Professor Ramdas and her research colleagues Ryan Buell at Harvard Business School and LBS PhD student Nazli Sonmez are also running a trial with the Aravind Eye Hospital, a world-leading eye hospital and the biggest in India, which delivers two thirds the volume of eye care delivered by the NHS for one hundreth of the cost.

What’s not to like? “Most doctors are afraid patients won’t like the idea,” Professor Ramdas explains. “But it all depends what you’re used to. Most people wouldn't demand one-on-one education for their children, but a one-on-one with the doctor is considered sacrosanct.

“When Airbnb first started, many were shocked at the idea of staying a night in a stranger's house, even though this was enabled by a third party. Now it's considered normal.”

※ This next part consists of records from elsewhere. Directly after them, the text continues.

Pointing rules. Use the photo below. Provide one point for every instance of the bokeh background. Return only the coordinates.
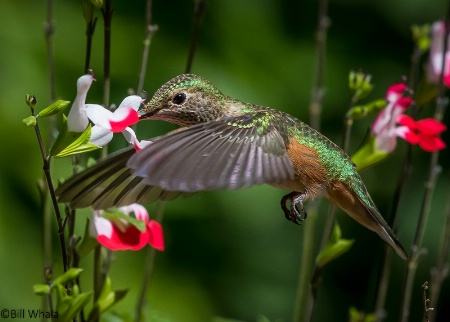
(229, 254)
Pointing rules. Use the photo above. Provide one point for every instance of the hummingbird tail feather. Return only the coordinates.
(366, 214)
(109, 183)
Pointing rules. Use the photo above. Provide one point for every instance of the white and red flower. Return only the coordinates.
(392, 123)
(434, 65)
(119, 234)
(105, 122)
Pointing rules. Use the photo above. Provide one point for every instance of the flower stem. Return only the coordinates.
(304, 302)
(440, 272)
(107, 17)
(315, 107)
(149, 31)
(433, 173)
(90, 28)
(51, 189)
(49, 31)
(149, 265)
(199, 10)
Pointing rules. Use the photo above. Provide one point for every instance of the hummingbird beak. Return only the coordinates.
(146, 115)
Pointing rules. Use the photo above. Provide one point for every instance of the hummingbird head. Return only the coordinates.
(185, 100)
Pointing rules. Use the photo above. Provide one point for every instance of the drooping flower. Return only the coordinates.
(118, 233)
(77, 120)
(385, 127)
(105, 122)
(434, 65)
(424, 132)
(392, 123)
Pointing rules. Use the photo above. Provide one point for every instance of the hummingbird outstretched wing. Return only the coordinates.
(228, 153)
(109, 183)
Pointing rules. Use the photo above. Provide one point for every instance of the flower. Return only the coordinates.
(424, 132)
(434, 65)
(117, 230)
(384, 128)
(77, 120)
(105, 122)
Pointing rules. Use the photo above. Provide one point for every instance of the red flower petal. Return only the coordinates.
(406, 120)
(395, 90)
(130, 239)
(431, 143)
(430, 126)
(126, 116)
(156, 237)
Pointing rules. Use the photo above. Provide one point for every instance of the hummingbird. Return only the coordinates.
(223, 143)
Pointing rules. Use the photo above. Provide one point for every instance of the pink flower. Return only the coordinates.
(434, 65)
(77, 120)
(424, 132)
(386, 130)
(105, 122)
(119, 234)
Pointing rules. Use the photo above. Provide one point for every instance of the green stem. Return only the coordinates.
(199, 10)
(315, 107)
(149, 267)
(51, 189)
(440, 272)
(107, 18)
(304, 302)
(149, 31)
(433, 173)
(303, 311)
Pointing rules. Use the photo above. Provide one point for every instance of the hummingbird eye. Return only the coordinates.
(179, 98)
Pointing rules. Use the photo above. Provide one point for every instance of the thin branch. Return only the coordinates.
(199, 11)
(149, 31)
(318, 90)
(51, 189)
(107, 18)
(433, 173)
(49, 31)
(304, 301)
(149, 267)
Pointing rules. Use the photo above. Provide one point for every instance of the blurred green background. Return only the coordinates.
(229, 253)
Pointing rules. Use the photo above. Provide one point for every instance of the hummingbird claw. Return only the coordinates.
(292, 213)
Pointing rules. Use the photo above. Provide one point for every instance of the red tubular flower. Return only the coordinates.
(119, 234)
(385, 129)
(424, 132)
(434, 65)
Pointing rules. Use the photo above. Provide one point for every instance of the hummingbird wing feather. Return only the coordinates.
(109, 183)
(229, 153)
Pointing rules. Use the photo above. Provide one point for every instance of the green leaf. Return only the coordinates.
(116, 216)
(421, 36)
(70, 275)
(70, 143)
(87, 243)
(87, 8)
(334, 248)
(97, 3)
(41, 289)
(360, 85)
(29, 121)
(106, 299)
(361, 111)
(54, 108)
(357, 316)
(366, 156)
(31, 101)
(75, 305)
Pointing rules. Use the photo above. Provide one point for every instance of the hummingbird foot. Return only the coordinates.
(292, 213)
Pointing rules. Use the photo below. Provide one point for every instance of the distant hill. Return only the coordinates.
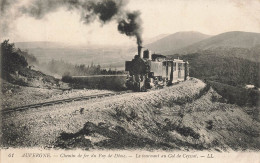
(225, 41)
(175, 41)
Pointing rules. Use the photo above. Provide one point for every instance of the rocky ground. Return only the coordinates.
(186, 116)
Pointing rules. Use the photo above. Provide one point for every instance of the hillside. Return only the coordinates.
(230, 70)
(175, 41)
(189, 115)
(239, 44)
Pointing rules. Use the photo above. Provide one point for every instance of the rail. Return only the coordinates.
(55, 102)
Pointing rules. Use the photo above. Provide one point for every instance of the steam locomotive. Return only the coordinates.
(147, 71)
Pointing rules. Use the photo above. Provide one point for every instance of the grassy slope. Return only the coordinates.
(183, 116)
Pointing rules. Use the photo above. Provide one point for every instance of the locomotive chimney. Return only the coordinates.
(140, 51)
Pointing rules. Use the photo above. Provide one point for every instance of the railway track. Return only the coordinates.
(62, 101)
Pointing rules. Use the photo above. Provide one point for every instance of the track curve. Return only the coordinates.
(55, 102)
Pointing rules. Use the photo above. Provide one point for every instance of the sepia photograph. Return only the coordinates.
(129, 80)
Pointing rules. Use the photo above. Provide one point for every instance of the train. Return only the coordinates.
(148, 71)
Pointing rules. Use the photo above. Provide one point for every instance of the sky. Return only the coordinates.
(210, 17)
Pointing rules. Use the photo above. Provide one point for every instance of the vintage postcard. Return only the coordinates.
(130, 80)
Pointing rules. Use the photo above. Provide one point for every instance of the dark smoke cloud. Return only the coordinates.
(129, 23)
(131, 26)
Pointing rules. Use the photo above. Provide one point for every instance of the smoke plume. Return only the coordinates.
(129, 23)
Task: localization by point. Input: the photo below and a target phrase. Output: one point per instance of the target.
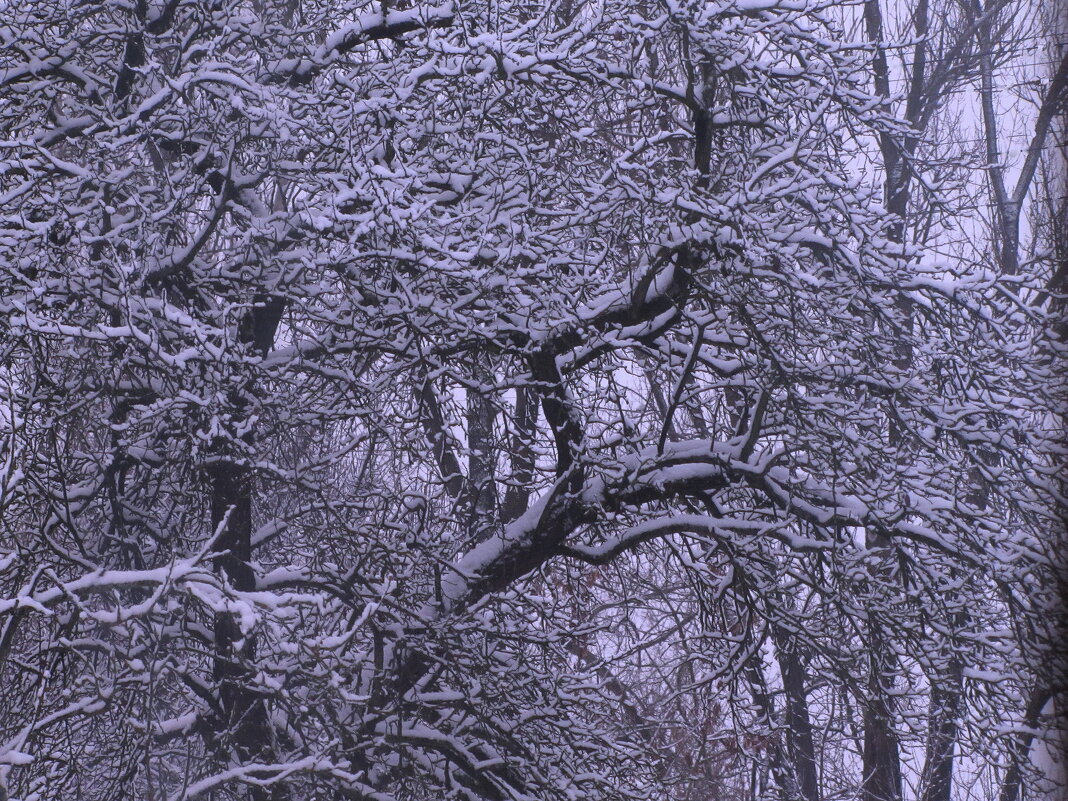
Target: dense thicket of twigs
(506, 399)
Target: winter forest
(533, 399)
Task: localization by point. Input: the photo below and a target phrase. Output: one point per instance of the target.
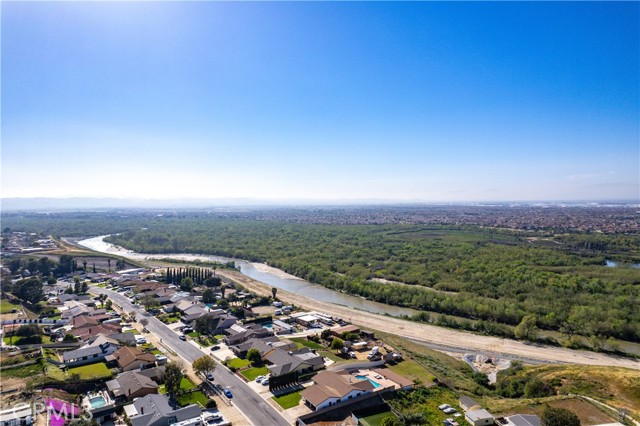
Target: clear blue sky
(321, 101)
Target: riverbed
(259, 271)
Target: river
(263, 273)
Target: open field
(439, 335)
(6, 306)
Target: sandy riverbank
(439, 335)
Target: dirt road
(439, 335)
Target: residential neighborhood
(137, 347)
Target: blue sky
(331, 101)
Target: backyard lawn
(375, 419)
(412, 370)
(196, 397)
(252, 373)
(186, 384)
(6, 307)
(308, 343)
(238, 363)
(288, 401)
(91, 371)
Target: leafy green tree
(527, 328)
(28, 330)
(69, 338)
(186, 284)
(253, 355)
(172, 378)
(391, 421)
(558, 417)
(15, 264)
(29, 290)
(337, 344)
(536, 388)
(149, 302)
(208, 296)
(204, 365)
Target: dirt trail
(438, 335)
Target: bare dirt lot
(439, 335)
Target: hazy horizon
(317, 102)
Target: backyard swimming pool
(97, 402)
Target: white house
(332, 388)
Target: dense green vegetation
(494, 276)
(489, 277)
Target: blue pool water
(374, 383)
(97, 402)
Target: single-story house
(131, 358)
(154, 410)
(96, 351)
(130, 385)
(467, 403)
(333, 387)
(241, 333)
(340, 331)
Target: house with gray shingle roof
(154, 410)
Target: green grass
(23, 372)
(91, 371)
(186, 384)
(196, 397)
(289, 400)
(308, 343)
(412, 370)
(252, 373)
(238, 363)
(6, 307)
(375, 419)
(55, 373)
(333, 357)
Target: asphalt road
(256, 409)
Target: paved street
(256, 409)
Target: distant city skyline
(321, 101)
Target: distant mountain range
(89, 203)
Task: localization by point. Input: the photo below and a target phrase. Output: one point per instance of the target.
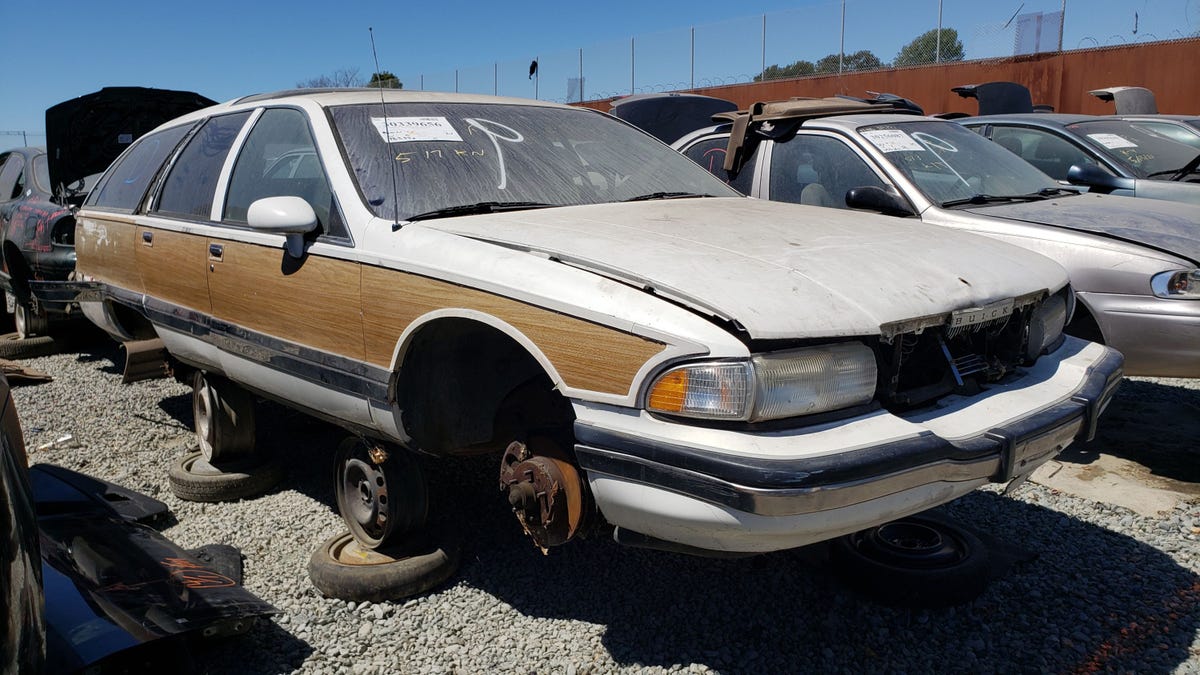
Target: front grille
(924, 359)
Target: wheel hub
(381, 495)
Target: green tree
(798, 69)
(924, 48)
(385, 81)
(861, 60)
(341, 77)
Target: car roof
(1152, 117)
(765, 115)
(348, 96)
(1037, 119)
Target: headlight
(769, 386)
(1047, 323)
(1177, 284)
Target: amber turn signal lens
(670, 392)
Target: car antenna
(387, 137)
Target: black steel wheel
(223, 416)
(195, 479)
(917, 561)
(342, 568)
(28, 323)
(381, 493)
(13, 346)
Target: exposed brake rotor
(546, 493)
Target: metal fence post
(937, 48)
(841, 43)
(691, 60)
(762, 72)
(1062, 22)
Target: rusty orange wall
(1061, 79)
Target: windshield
(419, 159)
(949, 162)
(1137, 148)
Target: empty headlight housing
(772, 386)
(1177, 284)
(1048, 322)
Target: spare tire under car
(923, 560)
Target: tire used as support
(223, 417)
(195, 479)
(342, 568)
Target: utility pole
(937, 51)
(841, 45)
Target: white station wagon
(645, 351)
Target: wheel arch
(459, 375)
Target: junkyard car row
(1133, 262)
(40, 190)
(646, 352)
(643, 350)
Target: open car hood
(779, 270)
(1170, 227)
(84, 135)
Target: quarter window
(709, 154)
(1050, 153)
(11, 181)
(192, 183)
(280, 160)
(125, 184)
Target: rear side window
(11, 181)
(280, 159)
(192, 183)
(709, 154)
(125, 184)
(817, 171)
(1051, 154)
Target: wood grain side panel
(173, 267)
(105, 248)
(315, 302)
(588, 356)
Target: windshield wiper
(1180, 173)
(479, 208)
(1044, 193)
(664, 196)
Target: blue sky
(225, 49)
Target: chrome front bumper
(777, 481)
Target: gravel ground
(1090, 586)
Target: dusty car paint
(420, 332)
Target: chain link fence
(823, 37)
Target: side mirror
(1097, 179)
(291, 216)
(873, 198)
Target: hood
(1171, 227)
(779, 270)
(84, 135)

The best way to encourage adoption, Professor Ramdas believes, is to give people a taster. “Let them try a shared appointment and tell them if they don’t like it they can have a one-to-one appointment soon after."

A common misconception is that shared appointments replace one-to-one attention. In fact, patients continue to receive one-to-one attention; the only difference is that they receive it in the presence of other patients with the same condition from whom they might also learn a lot about how to manage their condition.

“And importantly, the non-repetition of common advice means the health service stands to save time and money, cutting costs and waiting time for everyone – not just the patients who join shared appointments,” Professor Ramdas adds.

Professor Ramdas is calling for more rigorous and scientific testing of the new approach. The trial she and her research colleagues are running with the Aravind Eye Hospital in India is doing just this – examining the benefits of shared medical appointments, measuring patient knowledge, satisfaction, medication compliance and future appointment attendance.

It’s the sort of investment in radical innovation that will be essential if the UK health service is to deliver on its ambitions to improve healthcare for a growing population over the coming decade.